We study several problems in which an {\em unknown} distribution over an {\em unknown} population of vectors needs to be recovered from partial or noisy samples, each of which nearly completely erases or obliterates the original vector. For example, consider a distribution $p$ over a population $V \subseteq \{0,1\}^n$. A noisy sample $v'$ is obtained by choosing $v$ according to $p$ and flipping each coordinate of $v$ with probability say 0.49 independently. The problem is to recover $V,p$ as efficiently as possible from noisy samples. Such problems naturally arise in a variety of contexts in learning, clustering, statistics, computational biology, data mining and database privacy, where loss and error may be introduced by nature, inaccurate measurements, or on purpose. We give fairly efficient algorithms to recover the data under fairly general assumptions.
Underlying our algorithms is a new structure we call a {\em partial identification (PID) graph} for an arbitrary finite set of vectors over any alphabet. This graph captures the extent to which certain subsets of coordinates in each vector distinguish it from other vectors. PID graphs yield strategies for dimension reductions and re-assembly of statistical information.
The quality of our algorithms (sequential and parallel runtime, as well as numerical stability) critically depends on three parameters of PID graphs: width, depth and cost. The combinatorial heart of this work is showing that {\em every} set of vectors posses a PID graph in which all three parameters are small (we prove some limitations on their trade-offs as well). We further give an efficient algorithm to find such near-optimal PID graphs for any set of vectors.

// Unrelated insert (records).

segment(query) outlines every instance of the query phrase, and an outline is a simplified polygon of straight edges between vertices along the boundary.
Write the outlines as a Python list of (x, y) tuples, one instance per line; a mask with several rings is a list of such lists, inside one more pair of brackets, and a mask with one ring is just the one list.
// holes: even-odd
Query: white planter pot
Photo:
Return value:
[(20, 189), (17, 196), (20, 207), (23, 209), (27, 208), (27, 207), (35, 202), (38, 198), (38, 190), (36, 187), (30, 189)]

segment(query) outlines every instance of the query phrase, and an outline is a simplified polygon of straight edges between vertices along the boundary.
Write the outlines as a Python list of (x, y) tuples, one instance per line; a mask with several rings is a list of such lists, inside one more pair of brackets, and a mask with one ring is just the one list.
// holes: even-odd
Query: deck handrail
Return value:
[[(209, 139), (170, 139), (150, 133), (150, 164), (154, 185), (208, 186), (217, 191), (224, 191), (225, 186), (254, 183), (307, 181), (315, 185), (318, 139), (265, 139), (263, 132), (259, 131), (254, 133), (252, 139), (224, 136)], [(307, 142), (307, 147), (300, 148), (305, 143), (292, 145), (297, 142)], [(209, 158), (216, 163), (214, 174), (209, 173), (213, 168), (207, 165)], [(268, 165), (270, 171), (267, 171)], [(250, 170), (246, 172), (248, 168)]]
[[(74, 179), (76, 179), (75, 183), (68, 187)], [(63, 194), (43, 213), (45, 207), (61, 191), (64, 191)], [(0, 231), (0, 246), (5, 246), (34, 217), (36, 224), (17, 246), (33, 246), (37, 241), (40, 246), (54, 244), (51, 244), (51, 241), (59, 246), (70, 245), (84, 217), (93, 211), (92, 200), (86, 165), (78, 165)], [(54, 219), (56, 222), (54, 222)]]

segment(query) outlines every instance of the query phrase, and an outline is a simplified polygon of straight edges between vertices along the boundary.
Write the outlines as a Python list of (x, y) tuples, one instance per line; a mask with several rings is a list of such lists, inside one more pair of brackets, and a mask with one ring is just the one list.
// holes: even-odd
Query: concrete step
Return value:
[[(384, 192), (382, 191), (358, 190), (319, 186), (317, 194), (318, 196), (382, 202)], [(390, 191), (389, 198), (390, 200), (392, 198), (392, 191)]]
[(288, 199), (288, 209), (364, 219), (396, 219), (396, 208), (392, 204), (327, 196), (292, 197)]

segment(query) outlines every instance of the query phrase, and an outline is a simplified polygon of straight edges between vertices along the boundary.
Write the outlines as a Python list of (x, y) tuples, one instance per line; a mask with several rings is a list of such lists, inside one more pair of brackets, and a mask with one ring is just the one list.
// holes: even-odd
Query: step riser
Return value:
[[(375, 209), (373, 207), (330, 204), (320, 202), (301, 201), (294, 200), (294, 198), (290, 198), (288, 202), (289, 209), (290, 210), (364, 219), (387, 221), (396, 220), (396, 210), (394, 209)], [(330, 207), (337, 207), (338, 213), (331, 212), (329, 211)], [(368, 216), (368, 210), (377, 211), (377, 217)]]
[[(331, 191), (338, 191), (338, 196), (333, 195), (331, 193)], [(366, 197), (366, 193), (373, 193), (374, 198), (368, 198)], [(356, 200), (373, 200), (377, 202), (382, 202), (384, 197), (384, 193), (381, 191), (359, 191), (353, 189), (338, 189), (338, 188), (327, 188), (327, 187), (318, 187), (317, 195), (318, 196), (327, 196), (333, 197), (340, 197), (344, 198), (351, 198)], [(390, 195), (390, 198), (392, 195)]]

Our efficient PID graphs imply general algorithms for these recovery problems, even when loss or noise are just below the information-theoretic limit! In the learning/clustering context this gives a new algorithm for learning mixtures of binomial distributions (with known marginals) whose running time depends only quasi-polynomially on the number of clusters. We discuss implications to privacy and coding as well.